Balingen

Erntedank und Entwidmung: Balinger Christen sagen ihrem Tobihaus am Sonntag für immer Adieu

23.09.2020

Von Nicole Leukhardt

Erntedank und Entwidmung: Balinger Christen sagen ihrem Tobihaus am Sonntag für immer Adieu

© Nicole Leukhardt

Stadtpfarrerin Birgit Wurster und Dekan Beatus Widmann werden am Sonntag das Johann-Tobias-Beck-Haus gemeinsam mit einem Gottesdienst zu Erntedank entwidmen.

Abschiede, so formuliert es Balingens Dekan Beatus Widmann, gehören notwendig zum Leben. Dass ihm und der Kirchengemeinde der Abschied vom Johann-Tobias-Beck-Haus jedoch nicht leicht fällt, gibt er unumwunden zu. Am Sonntag soll noch einmal gefeiert werden, dabei wird das Haus entwidmet.

Stadtpfarrerin Birgit Wurster und Dekan Beatus Widmann feiern den Gottesdienst im Hof des Hauses und hoffen auf gutes Wetter. „Womöglich weint der Himmel aber auch ein bisschen“, prophezeit der Dekan mit bangem Blick auf die Wettervorhersage. Dennoch hoffen beide, dass viele Christen dabei sein werden und ihrem langjährigen und liebgewonnenen „Tobihaus“ Lebewohl sagen.

Bei der Feier werden Taufschale, Abendmahlgerät und Altarbibel „außer Dienst gestellt“. „Wir Protestanten formulieren das recht nüchtern“, sagt Widmann.
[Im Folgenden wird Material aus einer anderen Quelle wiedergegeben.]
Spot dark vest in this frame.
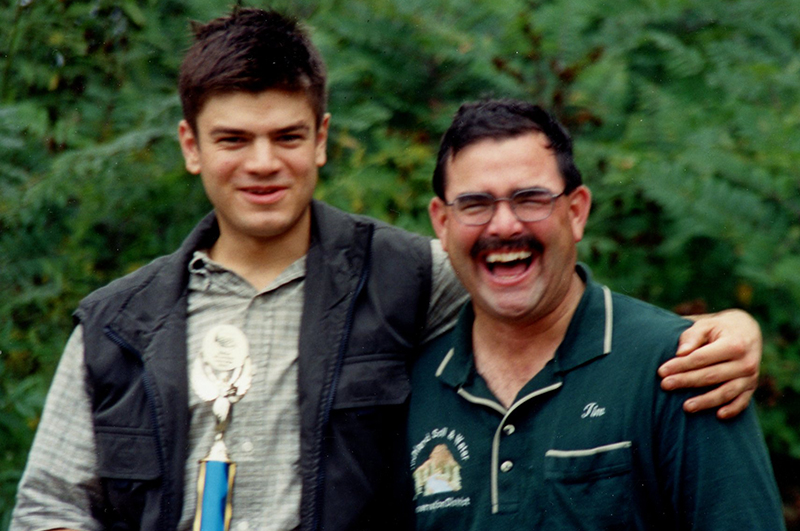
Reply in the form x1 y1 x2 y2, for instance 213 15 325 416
76 202 431 530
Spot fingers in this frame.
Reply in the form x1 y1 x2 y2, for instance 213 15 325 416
658 340 732 382
683 378 755 419
676 319 713 356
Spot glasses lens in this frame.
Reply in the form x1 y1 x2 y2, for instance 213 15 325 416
453 194 494 225
511 190 554 221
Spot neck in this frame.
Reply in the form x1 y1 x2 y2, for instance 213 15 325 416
209 214 311 291
472 273 585 407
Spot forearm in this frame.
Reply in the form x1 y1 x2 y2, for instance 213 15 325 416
10 329 102 531
659 310 762 418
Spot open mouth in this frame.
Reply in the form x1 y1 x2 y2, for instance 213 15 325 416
471 236 544 277
484 250 534 276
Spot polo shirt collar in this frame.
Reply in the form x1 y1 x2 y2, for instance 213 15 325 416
436 264 613 387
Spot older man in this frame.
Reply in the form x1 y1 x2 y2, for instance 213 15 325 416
408 101 783 531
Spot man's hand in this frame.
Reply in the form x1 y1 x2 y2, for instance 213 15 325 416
658 310 761 419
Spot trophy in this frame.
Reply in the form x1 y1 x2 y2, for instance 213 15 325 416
190 324 253 531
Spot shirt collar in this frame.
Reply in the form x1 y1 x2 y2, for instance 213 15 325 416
436 264 614 387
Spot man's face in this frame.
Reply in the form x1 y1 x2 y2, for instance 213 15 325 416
430 133 591 323
178 89 329 249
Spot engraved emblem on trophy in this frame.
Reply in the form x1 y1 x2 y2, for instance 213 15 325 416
190 324 253 531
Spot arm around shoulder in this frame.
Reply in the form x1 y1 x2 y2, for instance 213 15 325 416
658 310 762 419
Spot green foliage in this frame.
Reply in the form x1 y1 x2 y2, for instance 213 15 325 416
0 0 800 528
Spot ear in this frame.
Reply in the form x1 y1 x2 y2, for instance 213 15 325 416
428 197 447 251
569 185 592 243
178 120 202 175
314 113 331 168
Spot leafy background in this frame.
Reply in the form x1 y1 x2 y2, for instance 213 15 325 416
0 0 800 529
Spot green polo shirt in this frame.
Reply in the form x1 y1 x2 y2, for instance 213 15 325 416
408 266 784 531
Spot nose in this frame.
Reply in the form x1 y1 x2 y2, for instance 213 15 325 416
245 138 280 174
486 199 523 238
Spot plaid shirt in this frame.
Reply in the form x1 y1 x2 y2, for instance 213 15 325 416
10 241 465 531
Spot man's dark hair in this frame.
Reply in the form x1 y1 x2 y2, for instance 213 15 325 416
433 99 583 200
178 8 326 131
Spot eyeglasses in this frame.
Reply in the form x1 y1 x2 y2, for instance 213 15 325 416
445 188 566 226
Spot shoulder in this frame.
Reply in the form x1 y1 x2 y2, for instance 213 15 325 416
611 292 692 341
411 328 456 386
312 201 431 269
80 255 174 316
76 213 219 319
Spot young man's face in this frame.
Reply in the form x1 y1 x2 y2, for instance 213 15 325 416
430 133 591 323
178 89 329 249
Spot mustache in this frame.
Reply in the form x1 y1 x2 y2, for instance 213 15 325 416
469 235 544 258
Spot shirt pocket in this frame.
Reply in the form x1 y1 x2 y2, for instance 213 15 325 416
95 426 162 529
333 353 411 409
544 441 633 531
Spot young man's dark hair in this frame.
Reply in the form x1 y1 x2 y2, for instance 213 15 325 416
433 99 583 199
178 8 326 129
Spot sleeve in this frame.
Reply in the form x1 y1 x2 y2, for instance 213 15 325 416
423 240 469 341
9 326 102 531
658 393 785 531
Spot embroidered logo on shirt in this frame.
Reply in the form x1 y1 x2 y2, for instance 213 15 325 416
581 402 606 419
411 428 470 513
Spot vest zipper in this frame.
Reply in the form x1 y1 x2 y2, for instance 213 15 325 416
103 326 172 529
312 225 374 529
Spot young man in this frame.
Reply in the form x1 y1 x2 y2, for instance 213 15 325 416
408 100 783 531
12 9 760 531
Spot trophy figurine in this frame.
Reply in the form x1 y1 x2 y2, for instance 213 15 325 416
190 325 253 531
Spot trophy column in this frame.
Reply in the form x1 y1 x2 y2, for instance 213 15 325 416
191 325 253 531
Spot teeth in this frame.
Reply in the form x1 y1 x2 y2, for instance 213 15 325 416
486 251 532 264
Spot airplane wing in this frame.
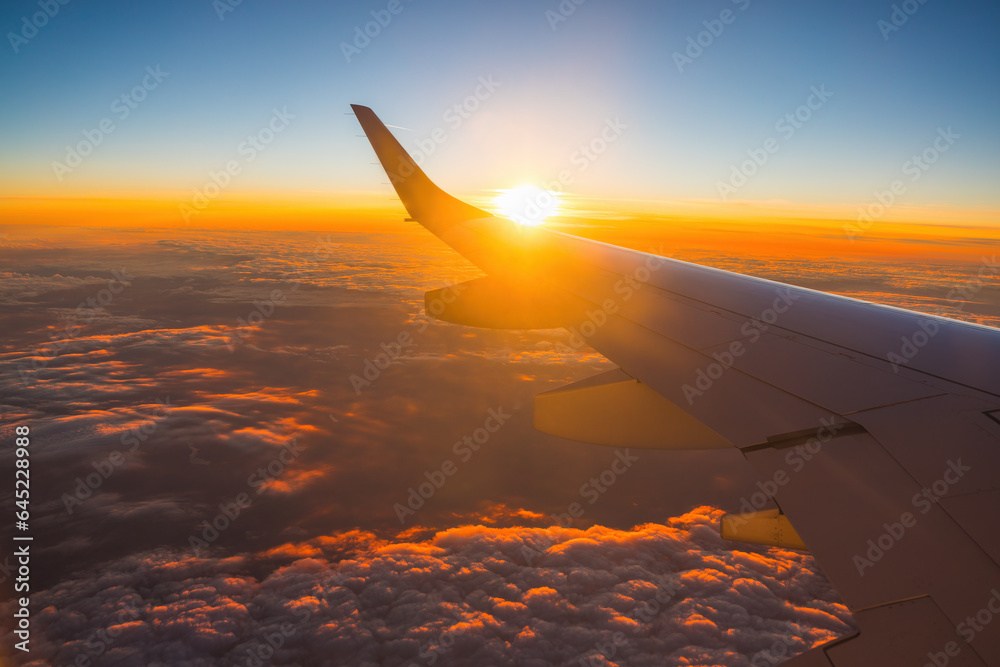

Der Rahmen der Entwidmung soll jedoch feierlich sein und viele alte Erinnerungen noch einmal aufleben lassen. So liegen beispielsweise die Gästebücher aus, die vor allem der Frauenkreis bei Gruppenstunden liebevoll gestaltet und so das Leben im Gemeindehaus dokumentiert hat.

Eine ganze Generation nimmt Abschied

Jenes Gemeindeleben, das in den vergangenen Jahren immer weiter abgenommen hat, was einerseits dem demographischen Wandel, andererseits dem Rückgang der Kirchenmitglieder geschuldet ist. „Eine Entwicklung, die vor 40 Jahren nicht absehbar war“, wie der Dekan erklärt.

Am 18. März 1980 war Spatenstich für das Gemeindehaus in der Mozartstraße, knapp zwei Jahre später, im Februar 1982 wurde es feierlich eingeweiht. Benannt wurde das kirchliche Zentrum im Osten der Stadt nach dem Balinger Pfarrer Johann Tobias Beck.

„Der Name und damit die Erinnerung an unsere Vergangenheit soll im Neubau unseres Gemeindehauses in der Stadtmitte erhalten bleiben, vielleicht wird ein Raum nach Beck benannt“, erzählt Birgit Wurster. Das und auch der zeitliche Rahmen eines solchen Neubaus sei freilich noch Zukunftsmusik. „Nach der Gartenschau“, nennt Dekan Widmann einen groben Startpunkt.

Ein Rückblick erfüllt von Dankbarkeit

Am Sonntagmorgen wird also ein letztes Erntedankfest mit anschließendem Kirchenkaffee in der Mozartstraße gefeiert und der Schwerpunkt soll nicht nur auf dem Abschied, sondern auch auf dem Dank liegen. „Wir wollen dankbar zurückschauen und auch Gemeindemitglieder zu Wort kommen lassen, die dort viel Zeit verbracht haben“, so der Dekan. Eine ganze Generation hätte mit dem Haus große Verbundeheit gespürt, nicht zuletzt habe auch die Hausmeisterfamilie Kolbus immer eine familiäre Atmosphäre zu schaffen verstanden.

Er und Stadtpfarrerin Wurster hoffen, dass die Christen im Balinger Osten, die nun nach Heselwangen und zur Stadtkirchengemeinde gehören, sich weiter versammeln an anderer Stelle. „Das Leben ist ein ständiges Wandern“, so Widmann.

Das Haus wird „segensreich genutzt“

Im Tobihaus wird bereits fleißig umgebaut: Ein Rosenfelder Pflegedienst hat der Kirche das überzählige Gebäude abgekauft und bietet dort künftig Tages- und Intensivpflege an (wir berichteten). „Uns war wichtig, dass das Haus segensreich weitergenutzt wird“, unterstrich Dekan Widmann.